La première fois que j'ai bouclé le tour de l'Islande par la Route 1, je croyais connaître le pays. Je me trompais. Chaque virage déroulait un décor que le précédent n'avait pas laissé deviner : une cascade surgie de nulle part, un champ de lave tapissé de mousse, un fjord si calme qu'on entendait le vent respirer.
La Route 1, c'est cette boucle mythique qui ceinture l'île sur 1 332 kilomètres. Elle relie l'essentiel des merveilles islandaises sans jamais vous égarer. Dans ce guide, je vous propose deux formats testés sur le terrain : une version de 7 jours, rythmée mais complète, et une extension vers 10 jours pour respirer.
Vous y trouverez aussi les vrais arbitrages, ceux qui font ou défont un road trip en Islande : quel véhicule choisir, à quelle saison partir, et combien prévoir. On y va ? 🚗

| Repère | Détail |
|---|---|
| Distance | 1 332 km, entièrement asphaltée |
| Durée idéale | 7 jours (rythme soutenu) à 10 jours (confortable) |
| Sens conseillé | Antihoraire, pour attaquer la côte sud en premier |
| Véhicule | Compacte suffisante en été, 4x4 pour les pistes F et l'hiver |
| Meilleure période | De juin à septembre pour tout voir |
| Budget | Élevé, l'Islande reste une destination chère |
L'itinéraire jour par jour sur la Route 1
Je vous livre ici la colonne vertébrale en 7 jours. À chaque étape, j'indique où glisser une nuit supplémentaire si vous visez les 10 jours. Rien n'est gravé dans le basalte : la météo islandaise adore réécrire les plans, et c'est aussi ce qui rend l'aventure vivante.

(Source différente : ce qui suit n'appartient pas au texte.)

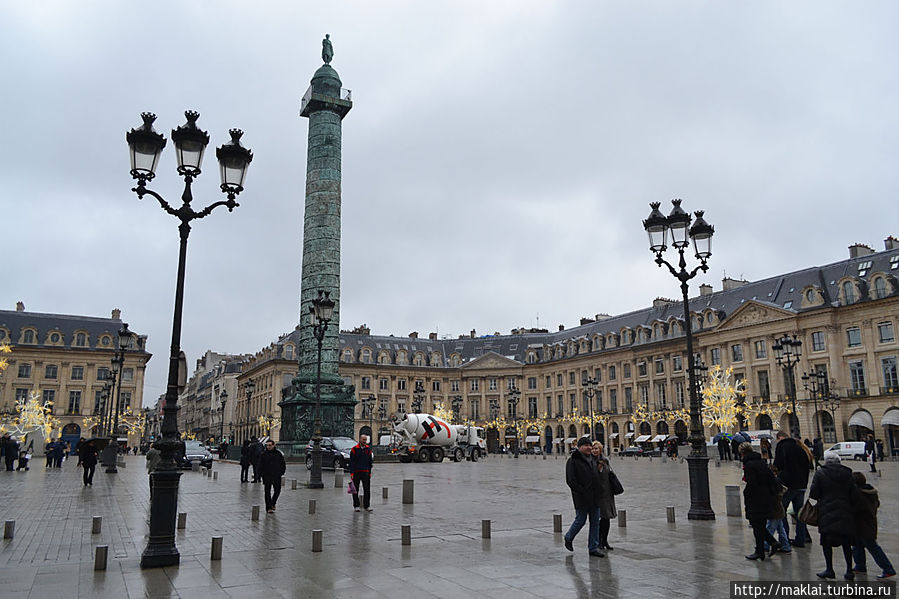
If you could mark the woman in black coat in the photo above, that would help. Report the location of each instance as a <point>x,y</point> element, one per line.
<point>759,495</point>
<point>837,494</point>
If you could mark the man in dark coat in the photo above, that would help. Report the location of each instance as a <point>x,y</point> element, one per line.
<point>582,477</point>
<point>866,530</point>
<point>271,468</point>
<point>792,464</point>
<point>759,495</point>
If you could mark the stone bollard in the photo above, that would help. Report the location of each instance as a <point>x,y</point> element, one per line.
<point>100,554</point>
<point>317,540</point>
<point>407,534</point>
<point>732,500</point>
<point>216,553</point>
<point>408,491</point>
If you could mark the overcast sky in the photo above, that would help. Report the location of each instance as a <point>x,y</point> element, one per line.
<point>497,162</point>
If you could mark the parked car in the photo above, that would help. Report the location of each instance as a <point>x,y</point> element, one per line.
<point>195,451</point>
<point>335,452</point>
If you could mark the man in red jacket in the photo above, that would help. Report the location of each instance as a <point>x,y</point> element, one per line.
<point>360,469</point>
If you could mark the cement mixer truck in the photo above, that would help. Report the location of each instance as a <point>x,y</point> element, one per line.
<point>426,438</point>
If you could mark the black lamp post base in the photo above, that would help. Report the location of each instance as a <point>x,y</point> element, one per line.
<point>700,502</point>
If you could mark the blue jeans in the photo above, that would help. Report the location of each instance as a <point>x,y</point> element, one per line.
<point>880,558</point>
<point>797,498</point>
<point>580,518</point>
<point>777,527</point>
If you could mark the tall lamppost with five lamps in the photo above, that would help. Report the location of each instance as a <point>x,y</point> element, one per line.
<point>145,146</point>
<point>677,224</point>
<point>322,310</point>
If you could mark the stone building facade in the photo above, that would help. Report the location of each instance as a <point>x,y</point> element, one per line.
<point>845,314</point>
<point>66,359</point>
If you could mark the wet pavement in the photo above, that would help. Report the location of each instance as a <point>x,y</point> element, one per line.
<point>51,555</point>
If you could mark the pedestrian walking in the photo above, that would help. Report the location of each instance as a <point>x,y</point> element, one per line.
<point>871,452</point>
<point>582,477</point>
<point>271,468</point>
<point>606,504</point>
<point>792,462</point>
<point>361,461</point>
<point>245,461</point>
<point>837,496</point>
<point>255,453</point>
<point>154,456</point>
<point>759,496</point>
<point>88,460</point>
<point>866,527</point>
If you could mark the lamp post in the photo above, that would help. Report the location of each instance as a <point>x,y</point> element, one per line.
<point>677,223</point>
<point>145,146</point>
<point>815,383</point>
<point>322,310</point>
<point>223,398</point>
<point>787,351</point>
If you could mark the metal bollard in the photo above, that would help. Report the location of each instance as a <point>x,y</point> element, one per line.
<point>408,491</point>
<point>317,540</point>
<point>100,554</point>
<point>216,553</point>
<point>732,500</point>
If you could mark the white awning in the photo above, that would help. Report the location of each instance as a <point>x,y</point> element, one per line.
<point>890,418</point>
<point>862,418</point>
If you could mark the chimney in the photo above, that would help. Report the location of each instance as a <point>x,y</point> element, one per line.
<point>857,250</point>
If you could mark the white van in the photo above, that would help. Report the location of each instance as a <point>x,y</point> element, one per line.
<point>850,450</point>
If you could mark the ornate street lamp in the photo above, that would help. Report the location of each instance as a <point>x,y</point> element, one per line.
<point>145,146</point>
<point>787,351</point>
<point>677,224</point>
<point>322,310</point>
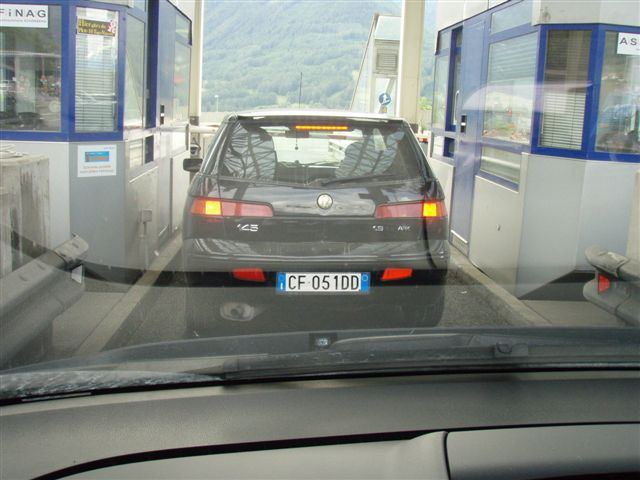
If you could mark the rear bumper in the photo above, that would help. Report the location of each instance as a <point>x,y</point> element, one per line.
<point>220,256</point>
<point>209,278</point>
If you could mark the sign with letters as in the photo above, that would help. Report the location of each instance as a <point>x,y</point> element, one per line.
<point>628,44</point>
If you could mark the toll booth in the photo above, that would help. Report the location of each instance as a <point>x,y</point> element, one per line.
<point>102,89</point>
<point>377,81</point>
<point>535,132</point>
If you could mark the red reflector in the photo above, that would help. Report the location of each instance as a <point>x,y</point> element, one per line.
<point>428,209</point>
<point>212,207</point>
<point>604,283</point>
<point>396,274</point>
<point>249,274</point>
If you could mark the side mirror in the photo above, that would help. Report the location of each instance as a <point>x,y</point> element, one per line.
<point>192,164</point>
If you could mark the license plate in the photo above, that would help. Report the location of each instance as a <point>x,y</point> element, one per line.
<point>323,282</point>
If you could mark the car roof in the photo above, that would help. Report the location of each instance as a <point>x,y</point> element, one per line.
<point>295,112</point>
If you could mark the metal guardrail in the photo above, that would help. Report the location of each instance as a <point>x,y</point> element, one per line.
<point>616,286</point>
<point>32,296</point>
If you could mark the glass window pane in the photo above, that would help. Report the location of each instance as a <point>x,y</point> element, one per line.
<point>181,80</point>
<point>134,94</point>
<point>619,109</point>
<point>135,153</point>
<point>444,40</point>
<point>183,28</point>
<point>565,88</point>
<point>96,70</point>
<point>501,163</point>
<point>30,74</point>
<point>141,4</point>
<point>510,17</point>
<point>455,100</point>
<point>510,87</point>
<point>440,91</point>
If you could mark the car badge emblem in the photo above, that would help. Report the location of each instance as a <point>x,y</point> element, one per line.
<point>325,201</point>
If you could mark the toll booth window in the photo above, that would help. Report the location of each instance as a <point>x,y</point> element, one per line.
<point>510,87</point>
<point>181,80</point>
<point>566,73</point>
<point>96,70</point>
<point>513,16</point>
<point>183,28</point>
<point>30,67</point>
<point>440,91</point>
<point>619,109</point>
<point>134,97</point>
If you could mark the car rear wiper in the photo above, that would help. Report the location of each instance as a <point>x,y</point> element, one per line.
<point>380,176</point>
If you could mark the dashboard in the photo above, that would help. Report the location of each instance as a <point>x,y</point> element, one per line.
<point>534,425</point>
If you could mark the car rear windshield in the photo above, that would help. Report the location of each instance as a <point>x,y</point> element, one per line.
<point>317,152</point>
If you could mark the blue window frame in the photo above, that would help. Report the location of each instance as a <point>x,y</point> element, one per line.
<point>597,49</point>
<point>67,98</point>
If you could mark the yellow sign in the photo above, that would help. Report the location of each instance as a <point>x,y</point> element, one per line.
<point>96,27</point>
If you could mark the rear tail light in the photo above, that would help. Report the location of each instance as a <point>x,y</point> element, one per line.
<point>212,207</point>
<point>425,209</point>
<point>604,283</point>
<point>249,274</point>
<point>396,274</point>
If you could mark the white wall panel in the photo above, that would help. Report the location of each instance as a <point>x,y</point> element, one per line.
<point>606,202</point>
<point>495,231</point>
<point>58,154</point>
<point>444,173</point>
<point>551,220</point>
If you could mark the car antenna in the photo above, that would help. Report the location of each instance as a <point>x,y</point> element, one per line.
<point>299,100</point>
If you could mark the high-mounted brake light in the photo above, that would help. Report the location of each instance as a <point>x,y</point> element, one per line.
<point>396,274</point>
<point>212,207</point>
<point>426,209</point>
<point>331,128</point>
<point>249,274</point>
<point>604,283</point>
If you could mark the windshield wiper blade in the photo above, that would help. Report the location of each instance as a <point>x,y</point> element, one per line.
<point>380,176</point>
<point>426,351</point>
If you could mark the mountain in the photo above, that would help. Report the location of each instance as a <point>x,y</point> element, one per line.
<point>254,51</point>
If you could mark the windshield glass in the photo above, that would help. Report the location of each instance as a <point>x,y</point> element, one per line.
<point>195,189</point>
<point>298,153</point>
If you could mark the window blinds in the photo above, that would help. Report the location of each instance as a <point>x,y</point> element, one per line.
<point>565,89</point>
<point>96,74</point>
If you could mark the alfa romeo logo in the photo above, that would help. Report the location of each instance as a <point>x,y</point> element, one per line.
<point>325,201</point>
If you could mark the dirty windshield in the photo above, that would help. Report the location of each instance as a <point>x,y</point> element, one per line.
<point>198,190</point>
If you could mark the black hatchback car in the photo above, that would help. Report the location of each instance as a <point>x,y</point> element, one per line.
<point>326,209</point>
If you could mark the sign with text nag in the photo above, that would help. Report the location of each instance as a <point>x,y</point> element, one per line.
<point>24,16</point>
<point>96,27</point>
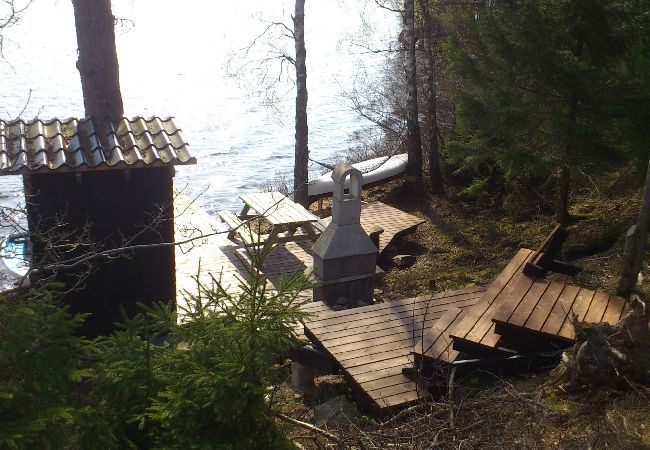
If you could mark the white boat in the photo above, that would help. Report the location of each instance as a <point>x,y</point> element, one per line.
<point>375,171</point>
<point>16,253</point>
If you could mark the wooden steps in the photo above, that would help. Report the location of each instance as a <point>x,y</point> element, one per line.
<point>372,344</point>
<point>519,313</point>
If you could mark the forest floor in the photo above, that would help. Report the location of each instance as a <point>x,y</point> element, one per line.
<point>462,245</point>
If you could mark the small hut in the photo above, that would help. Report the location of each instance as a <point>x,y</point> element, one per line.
<point>94,185</point>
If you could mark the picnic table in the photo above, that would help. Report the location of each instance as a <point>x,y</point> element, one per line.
<point>284,216</point>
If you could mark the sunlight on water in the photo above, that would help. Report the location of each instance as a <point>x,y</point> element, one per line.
<point>173,58</point>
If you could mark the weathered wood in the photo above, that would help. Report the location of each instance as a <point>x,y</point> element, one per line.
<point>372,344</point>
<point>544,258</point>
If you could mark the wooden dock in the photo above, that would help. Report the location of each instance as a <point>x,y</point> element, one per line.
<point>517,314</point>
<point>372,344</point>
<point>209,253</point>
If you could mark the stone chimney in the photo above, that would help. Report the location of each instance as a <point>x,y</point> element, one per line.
<point>344,256</point>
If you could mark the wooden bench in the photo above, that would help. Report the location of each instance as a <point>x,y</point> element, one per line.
<point>239,228</point>
<point>543,259</point>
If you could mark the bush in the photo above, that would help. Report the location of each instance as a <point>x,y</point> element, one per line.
<point>201,383</point>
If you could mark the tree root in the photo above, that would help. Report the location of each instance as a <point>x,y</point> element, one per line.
<point>608,356</point>
<point>310,427</point>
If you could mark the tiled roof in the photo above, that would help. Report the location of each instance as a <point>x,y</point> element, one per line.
<point>90,144</point>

Jour 1 : Reykjavik et le Cercle d'or
On commence en douceur, avec le trio le plus célèbre du pays. Le Cercle d'or se boucle en une journée depuis Reykjavik, et il donne le ton : géologie brute, eau bouillonnante, chutes vertigineuses.
- 01Le parc national de Þingvellir, où les plaques tectoniques américaine et eurasienne se séparent sous vos pieds.
- 02La zone géothermale de Geysir, où Strokkur crache sa colonne d'eau toutes les quelques minutes.
- 03La cascade de Gullfoss, double palier qui gronde dans un canyon.
Si le temps le permet, ajoutez le cratère bleu de Kerið ou la cascade turquoise de Brúarfoss. Mon coup de cœur reste le bain fumant d'Hrunalaug en fin de journée, quand la lumière s'étire et que la fatigue du vol s'évapore dans l'eau tiède.
Jour 2 : la côte sud, royaume des cascades
La côte sud est sans doute le tronçon le plus dense en émotions. On enchaîne les décors sans jamais forcer, tout est presque aligné le long de la Route 1.
- Seljalandsfoss, la seule cascade derrière laquelle on peut marcher (prévoyez un imperméable, vous ressortirez trempé).
- Skógafoss, un mur d'eau de soixante mètres où les arcs-en-ciel se forment par beau temps.
- L'épave d'avion de Sólheimasandur, carcasse fantomatique posée sur une plage de sable noir.
- La plage de Reynisfjara et le village de Vík, avec leurs orgues basaltiques et les aiguilles de Reynisdrangar.
- Le promontoire de Dyrhólaey, refuge des macareux au printemps.
Jour 3 : canyons, glaciers et lagune glaciaire
C'est ma journée préférée. Le paysage bascule dans une dimension plus minérale, presque irréelle, à mesure qu'on approche du plus grand glacier d'Europe.
Commencez par le canyon de Fjaðrárgljúfur, gorge sinueuse aux parois moussues. Poursuivez vers le parc de Skaftafell, aux portes du Vatnajökull, pour une courte randonnée sur les langues glaciaires. Le clou du spectacle arrive en fin d'après-midi : la lagune de Jökulsárlón, où des icebergs bleutés dérivent lentement vers l'océan, avant de s'échouer sur la Diamond Beach voisine.
Pour une nuit hors des sentiers battus, le camping de Þakgil niché dans un cirque verdoyant vaut le détour. Les curieux de volcanisme apprécieront aussi le Katla Geopark, qui raconte la puissance tellurique de la région.

Jour 4 : les fjords de l'Est
On quitte la foule. Les fjords de l'Est sont la partie la plus confidentielle de la Route 1, faite de villages de pêcheurs, de routes qui épousent l'eau et de troupeaux de rennes en liberté. Le rythme ralentit, et c'est exactement ce qu'on cherche ici.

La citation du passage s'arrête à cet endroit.